Nem mainha aparecia em casa quando eu fiquei de cama, esperando Neto nascer. Disse que se eu não tava dando conta antes de ter um filho nos braços, imagina depois. Naquela época eu já não tinha muitas amigas. Todas se debandaram quando eu vim pra Tamoê e comecei a fazer dinheiro com Valtinho. E ele aparecia só de manhã, cachaçado e resmungando.
— Lucas, sobe lá no telhado que a gente vai tá pronto aqui embaixo.
— Ei, Valtinho. Acho que a gente nem precisa matar essa daí. Do jeito que ela tá lenta dá até pra carregar ela pra outro canto.
— Tá doida, mulher? Vai que ela encontra outra vítima por aí. Tem que arrancar a cabeça logo.
— Mas ela deve tá procurando um ninho.
— Pior ainda! Coisa venenosa assim ou a gente prende ou a gente mata. E acho que cê não vai querer criar uma dessas em casa. Tá precisando tanto assim de companhia?
Valtinho não era assim antes. Tudo mudou naquela noite, em que eu quase morri. Ele voltou pra casa às quatro da manhã e eu tava no chão do banheiro, toda ensanguentada. Ele correu até a casa de Perê e pegamos a Ambulancha direto pro continente. Depois disso eu só lembro de acordar com meu sogro e Perê no quarto do hospital, Valtinho de pé, segurando Neto no colo. “Mais um homem pra família, Tiana! Meu netinho. Pode ficar tranquila que a gente vai ajudar a criar bem esse moleque. Ele tem muito o que aprender.”

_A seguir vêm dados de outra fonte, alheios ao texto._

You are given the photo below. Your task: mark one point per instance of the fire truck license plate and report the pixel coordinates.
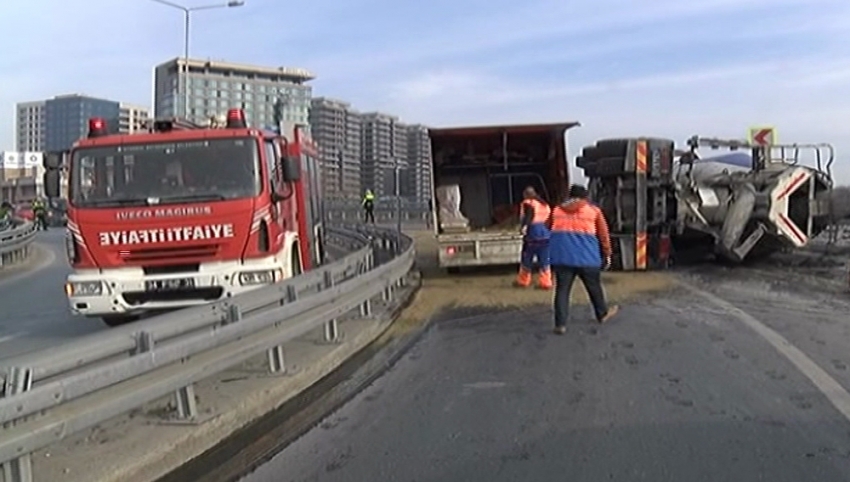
(169, 284)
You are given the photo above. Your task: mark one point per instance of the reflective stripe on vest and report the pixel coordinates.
(580, 221)
(541, 210)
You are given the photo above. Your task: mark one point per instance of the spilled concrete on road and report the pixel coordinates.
(490, 289)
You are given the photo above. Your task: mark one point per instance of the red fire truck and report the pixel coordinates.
(186, 214)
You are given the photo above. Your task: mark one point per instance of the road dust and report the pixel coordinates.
(492, 287)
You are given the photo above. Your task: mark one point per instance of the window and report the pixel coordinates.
(213, 169)
(272, 156)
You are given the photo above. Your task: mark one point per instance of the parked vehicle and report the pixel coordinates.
(186, 214)
(479, 174)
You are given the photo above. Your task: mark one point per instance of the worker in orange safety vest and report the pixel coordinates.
(534, 213)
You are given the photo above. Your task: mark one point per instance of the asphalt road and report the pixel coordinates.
(34, 311)
(743, 379)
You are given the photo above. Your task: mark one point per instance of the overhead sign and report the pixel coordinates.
(762, 136)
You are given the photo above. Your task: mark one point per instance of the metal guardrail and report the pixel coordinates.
(15, 242)
(51, 394)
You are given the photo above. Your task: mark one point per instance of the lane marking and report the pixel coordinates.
(47, 259)
(9, 337)
(834, 392)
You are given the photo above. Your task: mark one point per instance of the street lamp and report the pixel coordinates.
(184, 75)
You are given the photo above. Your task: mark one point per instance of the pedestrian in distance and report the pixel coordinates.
(534, 212)
(579, 246)
(369, 206)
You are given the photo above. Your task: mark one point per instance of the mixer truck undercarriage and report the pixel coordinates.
(734, 207)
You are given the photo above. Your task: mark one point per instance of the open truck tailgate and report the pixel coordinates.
(479, 249)
(479, 174)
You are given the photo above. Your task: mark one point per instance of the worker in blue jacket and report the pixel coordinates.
(534, 212)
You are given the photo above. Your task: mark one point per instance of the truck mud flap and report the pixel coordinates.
(641, 253)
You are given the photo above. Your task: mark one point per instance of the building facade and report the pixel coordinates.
(268, 95)
(336, 129)
(21, 176)
(55, 124)
(66, 118)
(384, 149)
(417, 184)
(29, 126)
(132, 118)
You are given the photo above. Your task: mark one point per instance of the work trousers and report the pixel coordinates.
(532, 249)
(592, 280)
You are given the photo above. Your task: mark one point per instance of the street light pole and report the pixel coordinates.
(398, 195)
(183, 73)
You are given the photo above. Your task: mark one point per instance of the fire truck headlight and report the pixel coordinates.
(264, 277)
(84, 288)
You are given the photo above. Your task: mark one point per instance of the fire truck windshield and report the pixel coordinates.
(163, 173)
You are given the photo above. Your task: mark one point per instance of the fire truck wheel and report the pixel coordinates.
(118, 320)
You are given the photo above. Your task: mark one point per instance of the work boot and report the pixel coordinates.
(523, 279)
(544, 281)
(612, 310)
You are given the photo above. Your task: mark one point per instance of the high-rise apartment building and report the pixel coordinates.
(267, 94)
(132, 118)
(55, 124)
(29, 126)
(384, 149)
(336, 129)
(66, 118)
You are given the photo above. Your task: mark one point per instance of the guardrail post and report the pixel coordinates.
(187, 406)
(234, 314)
(331, 327)
(366, 306)
(20, 469)
(277, 361)
(144, 342)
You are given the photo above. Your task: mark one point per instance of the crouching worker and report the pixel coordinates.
(535, 244)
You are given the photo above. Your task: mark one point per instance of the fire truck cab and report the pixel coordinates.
(184, 214)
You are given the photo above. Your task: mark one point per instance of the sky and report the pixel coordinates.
(623, 68)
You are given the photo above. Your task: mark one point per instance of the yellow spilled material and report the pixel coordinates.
(493, 287)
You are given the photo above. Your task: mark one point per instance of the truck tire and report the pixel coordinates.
(613, 147)
(114, 321)
(590, 153)
(610, 166)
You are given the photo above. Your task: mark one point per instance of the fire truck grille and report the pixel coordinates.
(168, 254)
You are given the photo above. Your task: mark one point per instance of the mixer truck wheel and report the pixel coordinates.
(610, 166)
(590, 154)
(613, 147)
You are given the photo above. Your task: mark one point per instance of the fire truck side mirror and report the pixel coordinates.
(51, 183)
(290, 167)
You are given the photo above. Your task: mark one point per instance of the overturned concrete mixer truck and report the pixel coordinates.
(745, 204)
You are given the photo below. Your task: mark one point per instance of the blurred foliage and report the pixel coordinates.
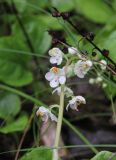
(37, 154)
(17, 57)
(104, 155)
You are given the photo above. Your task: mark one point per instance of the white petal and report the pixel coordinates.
(49, 76)
(59, 60)
(54, 83)
(67, 106)
(53, 60)
(72, 50)
(53, 117)
(103, 64)
(79, 72)
(58, 90)
(45, 118)
(62, 80)
(89, 63)
(55, 51)
(80, 99)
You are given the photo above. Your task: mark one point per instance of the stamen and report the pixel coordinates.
(55, 69)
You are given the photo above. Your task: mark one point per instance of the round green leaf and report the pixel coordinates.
(36, 154)
(9, 105)
(103, 155)
(16, 126)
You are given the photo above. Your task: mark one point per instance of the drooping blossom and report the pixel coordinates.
(75, 102)
(56, 76)
(45, 114)
(56, 56)
(82, 67)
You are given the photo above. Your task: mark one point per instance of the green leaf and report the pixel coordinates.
(37, 32)
(30, 6)
(9, 105)
(14, 66)
(36, 154)
(103, 155)
(96, 10)
(16, 126)
(63, 5)
(110, 44)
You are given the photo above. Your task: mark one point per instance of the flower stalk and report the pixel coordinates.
(60, 117)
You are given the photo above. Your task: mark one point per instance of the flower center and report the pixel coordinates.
(41, 114)
(85, 66)
(55, 69)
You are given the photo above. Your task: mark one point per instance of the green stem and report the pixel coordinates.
(59, 123)
(113, 109)
(20, 93)
(83, 138)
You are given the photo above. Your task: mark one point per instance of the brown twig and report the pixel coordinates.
(66, 17)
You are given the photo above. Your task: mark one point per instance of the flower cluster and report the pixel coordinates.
(76, 65)
(57, 77)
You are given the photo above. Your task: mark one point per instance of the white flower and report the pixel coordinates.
(45, 114)
(56, 76)
(82, 67)
(72, 50)
(67, 91)
(103, 64)
(91, 80)
(104, 85)
(75, 102)
(98, 80)
(70, 70)
(56, 56)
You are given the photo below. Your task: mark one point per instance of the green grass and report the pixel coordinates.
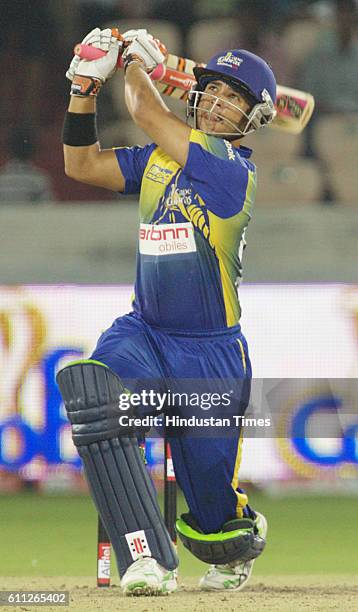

A gente ficou na mesma casa até Neto completar cinco anos. Ele já dormia em outro quarto e eu me enfiava na lavanderia o dia todo e não deixei ele contratar ninguém pra me ajudar. O movimento no verão era grande, mas lavar e limpar as casas de aluguel me distraía da vida que eu tinha me enfiado. A solução dele se mudar veio depois, quando eu descobri que ele tinha voltado a frequentar os bregas e expulsei ele de casa.
— Ela vai cair em cima das plantas!
— Porra, Lucas, larga de ser frouxo você também. Depois eu planto isso aí de novo.
Ele cutucou a cobra com o cabo da vassoura de cima do telhado. Ela caiu e eu subi a barra do vestido e dei o nó apertado. Fechei os olhos e falei o que tinha que falar. Valtinho saiu do meu lado com o facão na mão e eu ouvi o barulho das folhas sendo pisoteadas e a lâmina cortando a cabeça do animal. Não quis assistir.
— Ainda bem que tem um homem nesse terreno, hein Tiana! Queria só ver se você tivesse aqui sozinha.
Não era uma jaracuçu. Era só uma cobra-cipó sem veneno. A coitada tinha perdido a cabeça à toa.
Terminei de fazer o feijão e voltei pro meu quarto. Os homens gargalhavam se empanturrando de cerveja e comida do lado de fora, e o espelho gigante de vovó na beira da cama me chamou pra perto. Toquei meu rosto, meus peitos, meus braços ainda fortes. Abri o armário e tirei do fundo a caixa com os meus diários de criança. Só tinham restado dois, o resto mainha tinha queimado quando eu fiz quinze anos.
Encontrei páginas em branco nas últimas folhas do caderno e uma vozinha dentro de mim me lembrou que as palavras tem muito poder. Tava na hora de contar minha história e guardar meus saberes.